Dr. William Schaffner, an infectious disease expert at Vanderbilt University Medical Center in Nashville, said he and his colleagues have been astonished by the steep increase in flu cases this season. They have also wondered what could be causing it.

He says it's likely that after two years without much flu activity in the U.S., we lost some of our immunity against that virus just as the country has returned to more normal travel and activity patterns.


It is going to be a confusing respiratory infections season. Figuring out what's making people sick is going to be a conundrum.

–Sandra Fryhofer, American Medical Association


"Some of it has got to do with our behaviors in the past, having avoided flu and now opening up our lives to activities such as travel, religious services, getting together with families, going out to entertainment venues and doing all those things that take us into groups," he said.

The flu vaccines are good at preventing severe outcomes, he said, but they don't do much to stop the virus' spread.

"It keeps you out of the emergency room, the hospital, the intensive care unit and the cemetery.
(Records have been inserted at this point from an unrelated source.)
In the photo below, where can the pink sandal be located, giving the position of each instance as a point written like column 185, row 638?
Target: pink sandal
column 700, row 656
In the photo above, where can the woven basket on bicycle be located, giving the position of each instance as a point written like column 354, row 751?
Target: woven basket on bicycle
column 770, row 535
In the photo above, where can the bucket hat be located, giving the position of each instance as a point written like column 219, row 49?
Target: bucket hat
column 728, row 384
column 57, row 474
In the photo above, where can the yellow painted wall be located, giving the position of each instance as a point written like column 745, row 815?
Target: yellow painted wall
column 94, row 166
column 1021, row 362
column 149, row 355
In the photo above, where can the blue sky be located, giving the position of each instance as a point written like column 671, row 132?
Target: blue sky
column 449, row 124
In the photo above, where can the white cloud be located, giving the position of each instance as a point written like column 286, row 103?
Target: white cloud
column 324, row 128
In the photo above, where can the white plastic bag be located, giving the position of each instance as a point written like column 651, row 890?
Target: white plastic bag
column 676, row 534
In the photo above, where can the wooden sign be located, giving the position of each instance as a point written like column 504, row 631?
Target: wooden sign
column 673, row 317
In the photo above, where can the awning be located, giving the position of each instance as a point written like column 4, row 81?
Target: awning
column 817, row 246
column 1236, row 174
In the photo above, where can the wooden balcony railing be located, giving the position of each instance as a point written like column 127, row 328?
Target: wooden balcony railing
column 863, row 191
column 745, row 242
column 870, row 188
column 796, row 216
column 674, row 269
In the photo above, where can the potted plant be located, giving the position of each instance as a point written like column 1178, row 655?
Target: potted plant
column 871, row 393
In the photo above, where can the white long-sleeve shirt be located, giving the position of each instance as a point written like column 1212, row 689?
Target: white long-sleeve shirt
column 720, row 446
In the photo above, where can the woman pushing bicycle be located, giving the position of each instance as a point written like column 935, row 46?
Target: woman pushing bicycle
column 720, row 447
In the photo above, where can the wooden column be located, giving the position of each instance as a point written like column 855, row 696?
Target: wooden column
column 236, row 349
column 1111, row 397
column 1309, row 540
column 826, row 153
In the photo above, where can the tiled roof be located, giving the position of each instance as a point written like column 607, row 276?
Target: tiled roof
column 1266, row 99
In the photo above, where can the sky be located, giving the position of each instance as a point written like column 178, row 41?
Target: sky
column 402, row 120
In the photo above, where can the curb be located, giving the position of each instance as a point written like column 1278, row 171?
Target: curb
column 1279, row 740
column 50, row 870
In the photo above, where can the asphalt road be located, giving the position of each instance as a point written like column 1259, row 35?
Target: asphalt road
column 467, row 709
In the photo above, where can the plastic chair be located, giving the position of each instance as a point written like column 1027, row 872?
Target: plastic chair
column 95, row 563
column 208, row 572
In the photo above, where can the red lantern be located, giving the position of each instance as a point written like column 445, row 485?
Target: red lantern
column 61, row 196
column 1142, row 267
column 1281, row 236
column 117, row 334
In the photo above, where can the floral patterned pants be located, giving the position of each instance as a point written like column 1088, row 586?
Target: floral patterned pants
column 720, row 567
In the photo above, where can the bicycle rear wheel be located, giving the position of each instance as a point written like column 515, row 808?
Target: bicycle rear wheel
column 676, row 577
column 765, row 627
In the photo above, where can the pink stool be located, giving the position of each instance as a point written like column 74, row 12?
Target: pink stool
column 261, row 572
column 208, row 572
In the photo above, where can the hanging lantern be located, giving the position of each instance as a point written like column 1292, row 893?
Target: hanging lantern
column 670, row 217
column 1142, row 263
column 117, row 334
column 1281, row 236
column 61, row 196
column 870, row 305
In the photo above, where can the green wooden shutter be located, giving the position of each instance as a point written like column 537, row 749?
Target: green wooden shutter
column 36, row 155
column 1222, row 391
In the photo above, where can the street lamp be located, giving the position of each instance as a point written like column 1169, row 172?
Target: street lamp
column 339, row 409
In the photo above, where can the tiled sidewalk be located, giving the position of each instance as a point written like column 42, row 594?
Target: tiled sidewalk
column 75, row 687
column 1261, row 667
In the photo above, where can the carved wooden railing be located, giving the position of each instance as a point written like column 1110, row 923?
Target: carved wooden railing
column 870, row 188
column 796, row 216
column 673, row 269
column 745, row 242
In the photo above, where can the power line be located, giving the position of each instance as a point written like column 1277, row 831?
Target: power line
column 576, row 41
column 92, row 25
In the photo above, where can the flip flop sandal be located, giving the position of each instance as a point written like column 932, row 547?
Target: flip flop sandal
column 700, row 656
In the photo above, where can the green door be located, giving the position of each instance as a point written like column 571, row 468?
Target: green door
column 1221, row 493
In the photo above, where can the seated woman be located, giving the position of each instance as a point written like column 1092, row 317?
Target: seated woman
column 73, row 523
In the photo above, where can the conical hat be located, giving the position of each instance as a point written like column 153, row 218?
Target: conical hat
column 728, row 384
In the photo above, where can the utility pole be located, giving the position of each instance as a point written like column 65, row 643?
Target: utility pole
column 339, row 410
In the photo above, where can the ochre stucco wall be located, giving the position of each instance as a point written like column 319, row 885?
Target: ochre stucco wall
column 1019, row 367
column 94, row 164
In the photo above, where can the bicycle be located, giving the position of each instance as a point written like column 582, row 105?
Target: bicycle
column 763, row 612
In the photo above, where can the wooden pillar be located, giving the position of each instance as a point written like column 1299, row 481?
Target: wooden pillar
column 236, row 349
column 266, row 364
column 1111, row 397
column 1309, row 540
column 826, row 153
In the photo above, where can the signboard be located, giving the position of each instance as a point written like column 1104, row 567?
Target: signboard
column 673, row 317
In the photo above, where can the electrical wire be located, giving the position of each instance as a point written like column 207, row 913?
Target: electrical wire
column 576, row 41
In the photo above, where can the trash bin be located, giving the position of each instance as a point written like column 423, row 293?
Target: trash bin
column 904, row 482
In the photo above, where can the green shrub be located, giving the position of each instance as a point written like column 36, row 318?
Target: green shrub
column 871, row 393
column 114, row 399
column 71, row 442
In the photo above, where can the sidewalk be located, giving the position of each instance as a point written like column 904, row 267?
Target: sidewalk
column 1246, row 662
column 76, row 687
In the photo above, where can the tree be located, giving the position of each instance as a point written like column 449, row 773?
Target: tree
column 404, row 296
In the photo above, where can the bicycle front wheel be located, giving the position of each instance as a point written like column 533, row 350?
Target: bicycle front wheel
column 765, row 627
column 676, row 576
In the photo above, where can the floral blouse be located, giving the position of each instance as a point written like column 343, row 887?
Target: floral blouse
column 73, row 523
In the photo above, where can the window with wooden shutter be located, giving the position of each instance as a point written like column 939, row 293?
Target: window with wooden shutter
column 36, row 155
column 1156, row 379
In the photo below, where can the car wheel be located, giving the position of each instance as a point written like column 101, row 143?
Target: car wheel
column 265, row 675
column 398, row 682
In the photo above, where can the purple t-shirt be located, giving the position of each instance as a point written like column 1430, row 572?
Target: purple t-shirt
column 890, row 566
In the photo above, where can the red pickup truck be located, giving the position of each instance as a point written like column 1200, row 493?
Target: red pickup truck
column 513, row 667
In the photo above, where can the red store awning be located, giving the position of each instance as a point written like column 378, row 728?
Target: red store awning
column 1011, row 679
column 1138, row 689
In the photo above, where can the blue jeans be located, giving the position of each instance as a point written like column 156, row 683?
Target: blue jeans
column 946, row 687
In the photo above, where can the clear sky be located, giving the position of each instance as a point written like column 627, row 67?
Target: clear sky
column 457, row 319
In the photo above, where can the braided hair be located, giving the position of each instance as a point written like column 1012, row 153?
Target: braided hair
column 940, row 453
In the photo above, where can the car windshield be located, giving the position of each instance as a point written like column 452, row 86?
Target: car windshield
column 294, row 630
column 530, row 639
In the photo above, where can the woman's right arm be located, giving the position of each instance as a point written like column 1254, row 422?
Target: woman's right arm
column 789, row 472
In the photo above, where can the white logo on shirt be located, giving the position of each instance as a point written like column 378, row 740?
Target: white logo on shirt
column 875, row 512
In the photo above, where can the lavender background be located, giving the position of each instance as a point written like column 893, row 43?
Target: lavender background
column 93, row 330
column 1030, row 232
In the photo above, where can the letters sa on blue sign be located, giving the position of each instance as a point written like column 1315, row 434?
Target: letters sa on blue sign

It's not very good at interrupting transmission, and it is not very good at preventing milder infection," he said.

Schaffner says it's likely that flu hospitalizations are going up because the virus is hitting the elderly, who, on the whole, tend to get less protection from vaccinations.

"The vaccine works least well among the population we most want to protect, namely older people, and that's because they have immune systems that are much less robust than the immune systems of younger people."

Schaffner noted that there are high-dose vaccines for seniors, which are preferred for this age group to help increase their protection.